Now, I live independently on my own. I take excellent care of myself and my precious cat.  It took an awful lot of time, but things are finally going well for me. My advice to people with Aspergers syndrome or mental illness in general is to hang in there and persevere. Do not consider suicide or any other way of quitting on life. There are plenty of people to turn to. Even though life has been good to me, I continue to see my family doctor and social worker on a monthly basis. It's what keeps me humble.

 

That is what I'm willing to share with all of you. May you all have the fortitude to excel in life rather than settling for the limitations you think you have. Thank you & God bless.

 

Sincerely,

Fred. 

My son is 21.  He is an honor student and 3rd year in college.  He is going to become a teacher

and maybe a priest.  He has never been in any trouble and very well manered.  He has asperger

syndrome.  He was diagnosed when he was 17.  He was always bullied, geeky, smart dresser

and very intelligent.  He has had problems with his father (adhd) and his younger brother (ADHD and learning disabilities).  They are sloppy, disorganized, forgetful, and he gets very angry at them.
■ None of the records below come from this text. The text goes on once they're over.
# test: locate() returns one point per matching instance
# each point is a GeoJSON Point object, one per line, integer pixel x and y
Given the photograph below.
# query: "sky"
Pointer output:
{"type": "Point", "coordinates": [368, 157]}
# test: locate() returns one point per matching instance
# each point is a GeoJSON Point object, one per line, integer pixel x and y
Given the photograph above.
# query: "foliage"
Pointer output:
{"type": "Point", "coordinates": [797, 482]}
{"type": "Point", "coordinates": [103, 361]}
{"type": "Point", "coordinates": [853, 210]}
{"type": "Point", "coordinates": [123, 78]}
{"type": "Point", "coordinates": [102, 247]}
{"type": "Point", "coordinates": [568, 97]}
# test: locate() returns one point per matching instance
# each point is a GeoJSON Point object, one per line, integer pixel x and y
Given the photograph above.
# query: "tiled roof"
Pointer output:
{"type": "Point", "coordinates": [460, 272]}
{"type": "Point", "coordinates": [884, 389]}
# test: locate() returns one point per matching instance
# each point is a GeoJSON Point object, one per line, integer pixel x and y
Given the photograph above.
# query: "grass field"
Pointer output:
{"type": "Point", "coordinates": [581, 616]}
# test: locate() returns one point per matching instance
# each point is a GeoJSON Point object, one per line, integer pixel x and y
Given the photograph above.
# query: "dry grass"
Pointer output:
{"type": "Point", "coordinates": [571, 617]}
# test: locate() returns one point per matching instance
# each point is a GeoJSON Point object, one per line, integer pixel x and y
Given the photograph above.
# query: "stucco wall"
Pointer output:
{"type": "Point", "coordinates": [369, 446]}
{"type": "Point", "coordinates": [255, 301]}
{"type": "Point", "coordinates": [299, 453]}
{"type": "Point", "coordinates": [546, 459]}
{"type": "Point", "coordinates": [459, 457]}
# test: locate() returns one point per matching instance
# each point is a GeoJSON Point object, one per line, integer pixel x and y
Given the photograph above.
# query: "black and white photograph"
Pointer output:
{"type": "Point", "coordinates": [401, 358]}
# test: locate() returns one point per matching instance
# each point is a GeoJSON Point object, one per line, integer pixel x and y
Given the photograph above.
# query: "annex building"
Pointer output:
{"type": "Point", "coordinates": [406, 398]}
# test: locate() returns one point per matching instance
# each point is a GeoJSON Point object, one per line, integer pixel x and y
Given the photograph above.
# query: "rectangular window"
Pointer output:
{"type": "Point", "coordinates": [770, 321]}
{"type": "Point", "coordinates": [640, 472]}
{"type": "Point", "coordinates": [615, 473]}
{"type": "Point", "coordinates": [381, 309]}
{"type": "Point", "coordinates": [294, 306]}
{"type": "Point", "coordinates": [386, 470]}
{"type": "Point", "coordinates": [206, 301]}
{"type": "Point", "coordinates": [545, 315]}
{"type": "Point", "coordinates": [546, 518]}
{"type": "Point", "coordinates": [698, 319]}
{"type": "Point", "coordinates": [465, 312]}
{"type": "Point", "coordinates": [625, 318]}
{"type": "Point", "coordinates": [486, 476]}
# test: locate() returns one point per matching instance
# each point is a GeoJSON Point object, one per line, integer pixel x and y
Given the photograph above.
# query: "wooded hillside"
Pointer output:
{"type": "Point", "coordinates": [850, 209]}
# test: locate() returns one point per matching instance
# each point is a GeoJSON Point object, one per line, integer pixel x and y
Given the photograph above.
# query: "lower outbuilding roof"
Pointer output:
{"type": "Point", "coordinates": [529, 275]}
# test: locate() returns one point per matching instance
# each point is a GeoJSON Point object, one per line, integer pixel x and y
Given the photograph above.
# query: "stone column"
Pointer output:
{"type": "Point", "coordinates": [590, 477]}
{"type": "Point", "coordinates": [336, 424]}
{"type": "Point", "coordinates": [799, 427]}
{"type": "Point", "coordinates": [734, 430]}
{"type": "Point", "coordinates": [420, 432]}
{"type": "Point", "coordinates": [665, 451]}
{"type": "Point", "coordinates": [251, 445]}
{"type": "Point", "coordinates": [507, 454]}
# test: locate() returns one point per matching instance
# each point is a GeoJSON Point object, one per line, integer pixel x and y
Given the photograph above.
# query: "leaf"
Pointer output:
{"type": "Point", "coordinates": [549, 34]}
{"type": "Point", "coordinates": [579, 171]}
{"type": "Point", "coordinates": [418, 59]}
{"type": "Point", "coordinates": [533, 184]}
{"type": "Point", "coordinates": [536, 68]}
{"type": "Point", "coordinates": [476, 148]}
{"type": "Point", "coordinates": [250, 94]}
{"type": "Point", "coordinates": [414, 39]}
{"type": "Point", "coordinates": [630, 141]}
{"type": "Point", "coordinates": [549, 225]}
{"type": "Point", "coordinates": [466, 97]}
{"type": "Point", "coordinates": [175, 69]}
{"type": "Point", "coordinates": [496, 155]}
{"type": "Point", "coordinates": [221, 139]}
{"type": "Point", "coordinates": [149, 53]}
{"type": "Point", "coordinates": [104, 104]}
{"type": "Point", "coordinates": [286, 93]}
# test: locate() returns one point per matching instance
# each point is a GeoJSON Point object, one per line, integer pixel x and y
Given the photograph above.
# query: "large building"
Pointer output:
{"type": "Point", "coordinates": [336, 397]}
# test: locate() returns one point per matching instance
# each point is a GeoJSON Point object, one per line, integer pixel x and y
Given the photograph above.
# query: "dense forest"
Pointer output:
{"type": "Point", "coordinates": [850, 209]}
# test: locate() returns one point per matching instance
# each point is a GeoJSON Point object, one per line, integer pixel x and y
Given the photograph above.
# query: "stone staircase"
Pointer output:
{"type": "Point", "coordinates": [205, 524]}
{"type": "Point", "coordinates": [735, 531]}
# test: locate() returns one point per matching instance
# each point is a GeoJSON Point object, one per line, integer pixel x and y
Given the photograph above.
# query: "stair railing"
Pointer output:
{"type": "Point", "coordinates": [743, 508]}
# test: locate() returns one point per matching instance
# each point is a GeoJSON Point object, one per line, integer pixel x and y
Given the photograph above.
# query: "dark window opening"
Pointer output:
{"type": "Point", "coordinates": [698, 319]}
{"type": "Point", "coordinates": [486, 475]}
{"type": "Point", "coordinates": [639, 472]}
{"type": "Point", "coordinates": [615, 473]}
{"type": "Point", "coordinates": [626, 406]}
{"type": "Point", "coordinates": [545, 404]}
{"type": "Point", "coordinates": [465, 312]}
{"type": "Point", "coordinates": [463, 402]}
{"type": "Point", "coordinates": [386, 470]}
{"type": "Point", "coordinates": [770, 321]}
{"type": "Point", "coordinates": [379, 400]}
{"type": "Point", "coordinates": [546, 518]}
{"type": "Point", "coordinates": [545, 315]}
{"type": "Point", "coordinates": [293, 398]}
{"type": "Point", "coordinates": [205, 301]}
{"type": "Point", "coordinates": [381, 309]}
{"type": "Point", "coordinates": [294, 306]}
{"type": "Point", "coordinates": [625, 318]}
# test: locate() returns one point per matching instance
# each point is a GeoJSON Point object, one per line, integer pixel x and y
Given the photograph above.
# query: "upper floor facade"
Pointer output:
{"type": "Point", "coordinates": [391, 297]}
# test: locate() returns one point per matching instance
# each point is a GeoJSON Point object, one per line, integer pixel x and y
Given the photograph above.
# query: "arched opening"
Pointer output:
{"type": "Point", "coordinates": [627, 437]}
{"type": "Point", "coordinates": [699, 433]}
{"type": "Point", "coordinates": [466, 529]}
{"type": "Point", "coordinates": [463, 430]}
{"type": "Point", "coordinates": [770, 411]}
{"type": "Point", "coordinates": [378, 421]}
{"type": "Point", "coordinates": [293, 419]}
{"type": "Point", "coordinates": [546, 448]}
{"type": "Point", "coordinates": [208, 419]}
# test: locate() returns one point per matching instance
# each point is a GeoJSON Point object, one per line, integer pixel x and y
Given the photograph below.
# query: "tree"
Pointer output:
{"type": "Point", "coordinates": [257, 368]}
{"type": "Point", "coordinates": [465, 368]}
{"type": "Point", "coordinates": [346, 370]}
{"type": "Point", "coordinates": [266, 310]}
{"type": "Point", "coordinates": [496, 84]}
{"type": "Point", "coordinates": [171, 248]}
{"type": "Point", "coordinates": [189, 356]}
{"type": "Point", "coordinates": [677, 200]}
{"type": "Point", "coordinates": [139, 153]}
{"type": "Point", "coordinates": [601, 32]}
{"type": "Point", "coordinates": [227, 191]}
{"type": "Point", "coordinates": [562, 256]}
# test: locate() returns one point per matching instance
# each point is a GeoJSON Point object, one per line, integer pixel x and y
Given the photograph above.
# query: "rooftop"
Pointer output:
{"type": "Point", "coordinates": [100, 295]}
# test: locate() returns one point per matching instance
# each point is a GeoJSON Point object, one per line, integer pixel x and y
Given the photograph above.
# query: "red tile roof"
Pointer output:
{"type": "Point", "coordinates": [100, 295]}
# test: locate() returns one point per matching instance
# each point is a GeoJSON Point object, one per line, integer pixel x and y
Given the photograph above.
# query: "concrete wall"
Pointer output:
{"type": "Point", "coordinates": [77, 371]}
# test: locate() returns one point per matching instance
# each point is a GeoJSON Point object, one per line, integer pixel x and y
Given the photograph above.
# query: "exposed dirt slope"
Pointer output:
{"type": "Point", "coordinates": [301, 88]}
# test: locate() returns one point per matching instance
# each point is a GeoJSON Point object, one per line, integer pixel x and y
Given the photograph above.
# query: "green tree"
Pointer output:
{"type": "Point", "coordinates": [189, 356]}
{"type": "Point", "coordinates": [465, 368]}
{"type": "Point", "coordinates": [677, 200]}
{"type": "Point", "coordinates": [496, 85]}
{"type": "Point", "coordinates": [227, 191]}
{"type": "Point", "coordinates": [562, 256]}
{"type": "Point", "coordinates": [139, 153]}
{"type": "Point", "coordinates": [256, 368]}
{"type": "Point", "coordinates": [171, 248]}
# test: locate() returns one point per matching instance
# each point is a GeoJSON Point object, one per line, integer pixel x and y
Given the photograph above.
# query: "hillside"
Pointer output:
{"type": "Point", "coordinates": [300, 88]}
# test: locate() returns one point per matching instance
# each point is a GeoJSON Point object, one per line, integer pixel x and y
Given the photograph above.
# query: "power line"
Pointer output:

He has been on several medications, he sees neurologists and pastoral counselors.  He is doing much better.  There was a time when he was not doing well.  Constant fighting with his father and brother to the point where he had to taken to the hospital because he tried to break a chair over his fathers back.  we then learned about asperger.  He still does not see eye to eye with his father or his brother but he has calmed down alot.  His brother has anger problems and they go at it at times.  They scare me because the apserger child is very opinionated and says things that hurt people's feelings and then the adhd child goes at him.  There have knock out drag out fights where I had to get int he middle and got hurt.  Doors would have holes in them, walls would have holes in them, screaming, hitting, punching, broken noses, very stressful for me.  Things are better, just hoping that the asperger child stops making remarks about the adhd child.